The measure is already in place for more than 1.75 million people in Glasgow and some neighbouring areas but it will now apply nationally.
The new restrictions will be reviewed every three weeks. Those who live by themselves or alone with young children are exempt.
Up to six people from two different households can continue to meet outside, including in private gardens.
However, children under the age of 12 aren't included, so don't count in both the limit of six and the limit of two households if they are meeting outdoors.
Young people aged between 12 and 18 will be exempt from the two household limit, but will still only be able to meet outdoors in groups of up to six.
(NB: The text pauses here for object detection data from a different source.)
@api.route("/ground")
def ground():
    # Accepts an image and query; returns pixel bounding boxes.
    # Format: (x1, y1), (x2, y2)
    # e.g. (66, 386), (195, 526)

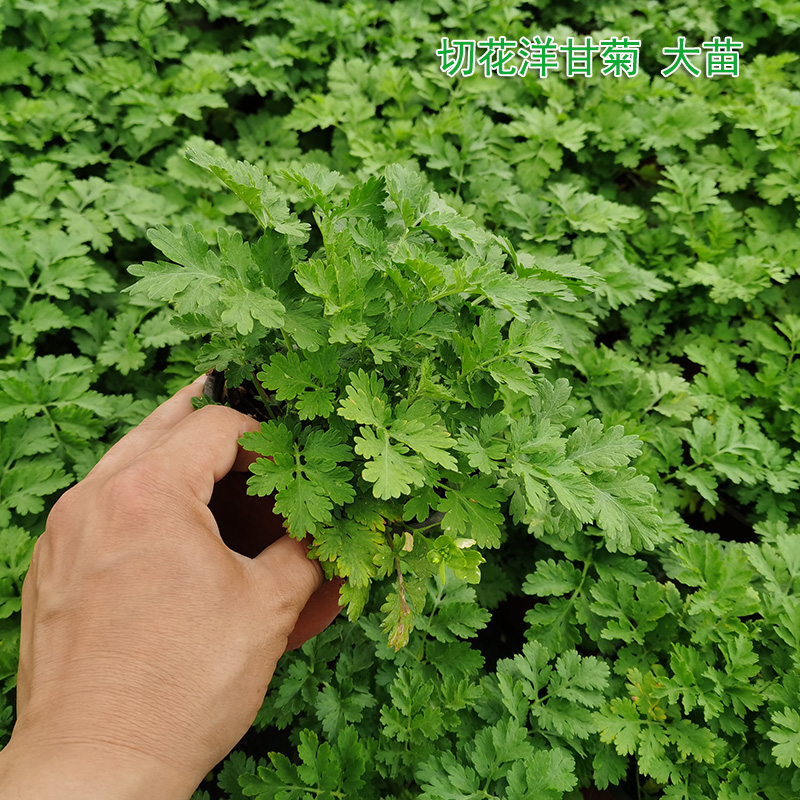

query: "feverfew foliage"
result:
(130, 150), (665, 648)
(0, 0), (800, 800)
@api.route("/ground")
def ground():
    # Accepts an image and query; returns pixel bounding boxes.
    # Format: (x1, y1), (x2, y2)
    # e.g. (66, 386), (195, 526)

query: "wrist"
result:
(0, 732), (197, 800)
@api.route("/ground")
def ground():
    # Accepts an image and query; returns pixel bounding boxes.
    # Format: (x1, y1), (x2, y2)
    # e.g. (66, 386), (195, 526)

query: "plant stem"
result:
(251, 375), (278, 421)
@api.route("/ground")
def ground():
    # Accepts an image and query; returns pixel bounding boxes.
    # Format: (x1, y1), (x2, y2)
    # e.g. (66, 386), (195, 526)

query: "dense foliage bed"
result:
(0, 0), (800, 800)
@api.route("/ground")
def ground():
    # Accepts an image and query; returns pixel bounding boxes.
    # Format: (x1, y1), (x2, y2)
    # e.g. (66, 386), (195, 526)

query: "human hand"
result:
(0, 379), (339, 800)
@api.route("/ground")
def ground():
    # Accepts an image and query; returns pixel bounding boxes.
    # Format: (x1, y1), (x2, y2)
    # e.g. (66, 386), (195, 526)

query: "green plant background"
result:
(0, 0), (800, 800)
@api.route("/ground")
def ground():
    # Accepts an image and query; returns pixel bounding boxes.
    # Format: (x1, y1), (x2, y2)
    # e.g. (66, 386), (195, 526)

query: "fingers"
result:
(87, 375), (206, 478)
(137, 406), (260, 505)
(286, 578), (344, 650)
(251, 534), (323, 624)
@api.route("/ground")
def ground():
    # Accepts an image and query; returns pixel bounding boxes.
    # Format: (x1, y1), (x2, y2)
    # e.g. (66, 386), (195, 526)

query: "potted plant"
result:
(129, 150), (658, 648)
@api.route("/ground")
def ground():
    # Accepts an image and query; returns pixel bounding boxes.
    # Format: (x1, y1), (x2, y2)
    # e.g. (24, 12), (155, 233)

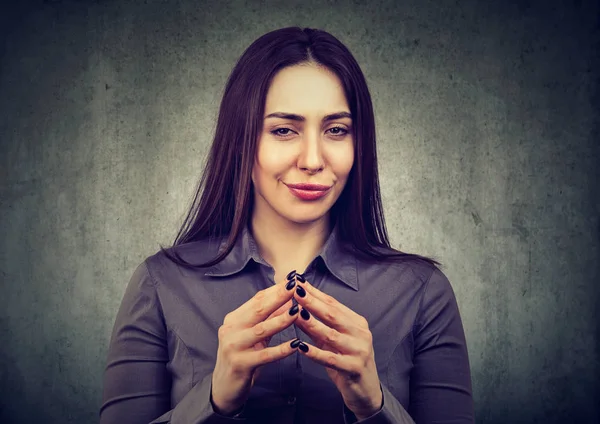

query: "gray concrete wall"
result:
(0, 0), (600, 423)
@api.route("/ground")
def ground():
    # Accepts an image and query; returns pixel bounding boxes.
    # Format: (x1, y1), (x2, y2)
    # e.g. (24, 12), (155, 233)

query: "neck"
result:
(250, 209), (330, 283)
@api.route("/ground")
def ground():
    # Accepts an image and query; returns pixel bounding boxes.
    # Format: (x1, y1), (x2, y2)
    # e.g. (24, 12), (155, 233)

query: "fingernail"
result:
(300, 308), (310, 321)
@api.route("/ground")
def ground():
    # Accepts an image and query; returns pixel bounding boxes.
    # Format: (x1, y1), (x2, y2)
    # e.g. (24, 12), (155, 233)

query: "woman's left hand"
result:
(294, 279), (383, 419)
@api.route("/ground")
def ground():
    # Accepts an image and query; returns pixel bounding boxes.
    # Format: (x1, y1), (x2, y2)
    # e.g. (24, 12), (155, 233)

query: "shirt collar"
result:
(204, 222), (358, 291)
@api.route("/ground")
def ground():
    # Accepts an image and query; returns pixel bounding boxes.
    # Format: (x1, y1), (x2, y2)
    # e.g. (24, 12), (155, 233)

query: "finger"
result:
(299, 341), (364, 378)
(232, 284), (295, 327)
(243, 339), (298, 368)
(294, 280), (361, 324)
(267, 299), (294, 319)
(294, 285), (362, 334)
(239, 306), (299, 349)
(296, 310), (369, 356)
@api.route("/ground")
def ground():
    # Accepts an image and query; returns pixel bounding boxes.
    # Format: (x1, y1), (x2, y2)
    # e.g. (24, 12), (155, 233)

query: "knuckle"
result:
(254, 301), (265, 316)
(324, 294), (336, 306)
(325, 328), (338, 344)
(223, 340), (237, 352)
(253, 322), (265, 336)
(360, 328), (373, 343)
(258, 349), (271, 362)
(358, 343), (371, 362)
(359, 316), (369, 330)
(325, 353), (338, 368)
(325, 309), (337, 325)
(217, 324), (231, 340)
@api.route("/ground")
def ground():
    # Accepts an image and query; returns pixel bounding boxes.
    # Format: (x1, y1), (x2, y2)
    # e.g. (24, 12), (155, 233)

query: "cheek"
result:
(330, 144), (354, 176)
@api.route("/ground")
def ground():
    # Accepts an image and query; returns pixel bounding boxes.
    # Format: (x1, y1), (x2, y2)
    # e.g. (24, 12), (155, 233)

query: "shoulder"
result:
(355, 243), (445, 288)
(143, 237), (223, 282)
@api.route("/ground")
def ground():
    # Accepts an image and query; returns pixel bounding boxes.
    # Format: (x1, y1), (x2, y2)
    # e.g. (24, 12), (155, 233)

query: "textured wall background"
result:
(0, 0), (600, 424)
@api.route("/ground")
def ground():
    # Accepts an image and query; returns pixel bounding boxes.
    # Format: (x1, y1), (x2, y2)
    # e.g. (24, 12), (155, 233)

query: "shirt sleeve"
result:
(100, 261), (246, 424)
(408, 268), (475, 424)
(343, 268), (475, 424)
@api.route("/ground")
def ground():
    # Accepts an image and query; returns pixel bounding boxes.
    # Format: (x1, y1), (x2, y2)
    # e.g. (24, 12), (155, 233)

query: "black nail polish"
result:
(285, 280), (296, 290)
(300, 308), (310, 321)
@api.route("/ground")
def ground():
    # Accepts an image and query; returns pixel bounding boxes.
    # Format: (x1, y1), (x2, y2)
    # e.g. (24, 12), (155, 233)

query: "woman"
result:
(100, 27), (473, 424)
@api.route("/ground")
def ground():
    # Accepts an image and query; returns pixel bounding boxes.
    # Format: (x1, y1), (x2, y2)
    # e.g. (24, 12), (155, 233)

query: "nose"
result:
(298, 131), (325, 174)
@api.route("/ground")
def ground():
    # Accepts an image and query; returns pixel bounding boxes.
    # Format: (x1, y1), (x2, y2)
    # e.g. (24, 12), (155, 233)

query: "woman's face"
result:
(252, 65), (354, 227)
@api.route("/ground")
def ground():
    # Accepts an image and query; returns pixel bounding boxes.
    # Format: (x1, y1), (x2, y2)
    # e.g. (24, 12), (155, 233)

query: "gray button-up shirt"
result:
(100, 220), (474, 424)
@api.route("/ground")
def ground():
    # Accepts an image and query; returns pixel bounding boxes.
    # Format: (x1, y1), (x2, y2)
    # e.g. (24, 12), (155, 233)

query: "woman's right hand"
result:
(211, 276), (298, 415)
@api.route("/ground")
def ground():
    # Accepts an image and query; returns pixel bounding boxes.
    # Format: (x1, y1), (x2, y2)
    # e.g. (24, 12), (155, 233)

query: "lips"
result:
(286, 183), (331, 191)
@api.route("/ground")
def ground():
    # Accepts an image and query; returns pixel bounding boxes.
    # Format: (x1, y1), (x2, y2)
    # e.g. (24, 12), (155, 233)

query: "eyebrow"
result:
(265, 112), (352, 122)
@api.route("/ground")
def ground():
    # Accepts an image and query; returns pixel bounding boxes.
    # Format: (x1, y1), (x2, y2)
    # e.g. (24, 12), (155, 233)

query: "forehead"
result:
(265, 65), (349, 115)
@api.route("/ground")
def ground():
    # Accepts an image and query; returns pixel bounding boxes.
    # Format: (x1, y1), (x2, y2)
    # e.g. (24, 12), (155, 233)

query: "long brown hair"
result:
(160, 27), (440, 269)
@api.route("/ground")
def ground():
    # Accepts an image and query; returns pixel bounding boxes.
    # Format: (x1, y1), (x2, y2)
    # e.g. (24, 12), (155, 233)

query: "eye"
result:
(271, 128), (291, 137)
(329, 127), (348, 137)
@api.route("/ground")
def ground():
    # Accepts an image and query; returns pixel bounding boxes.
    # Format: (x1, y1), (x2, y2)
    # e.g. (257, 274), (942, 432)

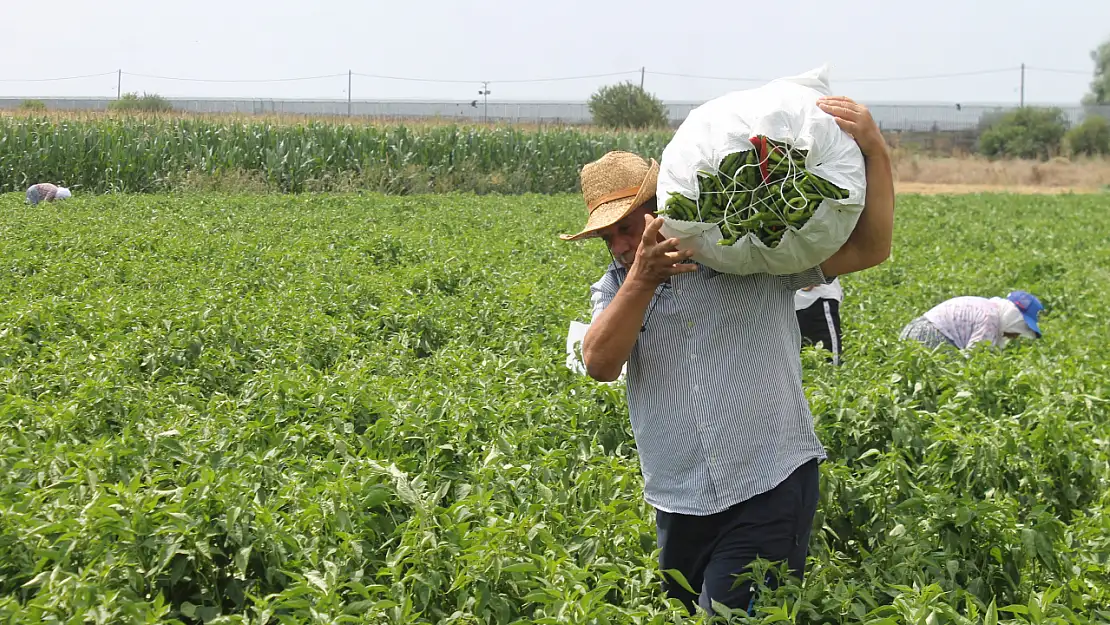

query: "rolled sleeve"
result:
(589, 270), (618, 322)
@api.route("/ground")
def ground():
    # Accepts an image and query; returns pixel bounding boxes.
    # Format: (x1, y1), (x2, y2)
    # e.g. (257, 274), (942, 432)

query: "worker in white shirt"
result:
(794, 278), (844, 364)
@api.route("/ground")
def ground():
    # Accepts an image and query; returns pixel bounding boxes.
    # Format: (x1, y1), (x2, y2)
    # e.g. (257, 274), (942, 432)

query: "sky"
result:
(0, 0), (1110, 104)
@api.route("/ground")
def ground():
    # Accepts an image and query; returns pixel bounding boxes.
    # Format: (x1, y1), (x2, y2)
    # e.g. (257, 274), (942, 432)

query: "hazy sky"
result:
(0, 0), (1110, 103)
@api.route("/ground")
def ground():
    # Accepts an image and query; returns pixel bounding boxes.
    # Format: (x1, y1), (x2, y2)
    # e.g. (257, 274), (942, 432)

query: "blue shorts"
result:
(655, 460), (820, 614)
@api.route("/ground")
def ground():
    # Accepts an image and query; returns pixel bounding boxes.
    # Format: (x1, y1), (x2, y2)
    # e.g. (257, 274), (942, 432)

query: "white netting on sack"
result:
(662, 137), (848, 248)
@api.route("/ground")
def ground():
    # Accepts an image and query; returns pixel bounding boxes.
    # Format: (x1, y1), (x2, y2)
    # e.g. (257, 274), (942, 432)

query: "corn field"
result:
(0, 117), (669, 193)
ENGLAND: Mr Johnson says there's "nothing more frustrating" for the rule-obeying majority than people breaking them.
The penalty for not wearing a mask or breaking the "rule of six" will double to £200 and there is also the option for the police to have support from the military in enforcing the rules.
There are different rules across the UK.
In Northern Ireland different households cannot mix indoors and no more than six people from two households can meet in a garden.
However, people who live on their own or need care can be visited by people who are within their bubble.
Schools are not affected and young children can be cared for by others if their parents are in work.
First Minister Arlene Foster said "this is not a return to lockdown", but "doing nothing is not an option".
She added: "The restrictions are limited and we are in a better place than at the height of the pandemic."
In Wales, around a third of the population are currently under a form of local lockdown and the government has asked people living in the country only to travel if "necessary".
Four more council areas - Newport, Bridgend, Blaenau Gwent and Merthyr Tydfil - saw extra restrictions introduced from 6pm on Tuesday.
They follow Caerphilly county borough and Rhondda Cynon Taf which were already in local lockdown.
The rules prevent people from entering or leaving these areas without a reasonable excuse. Gatherings will only be allowed outdoors and are banned indoors.
Restaurants and pubs now have to close from 10pm.
Health Minister Vaughan Gething said: "It's always a difficult decision to introduce restrictions but coronavirus has not gone away - it is still circulating in communities across Wales and, as we are seeing in parts of South Wales, small clusters can quickly cause real issues in local communities."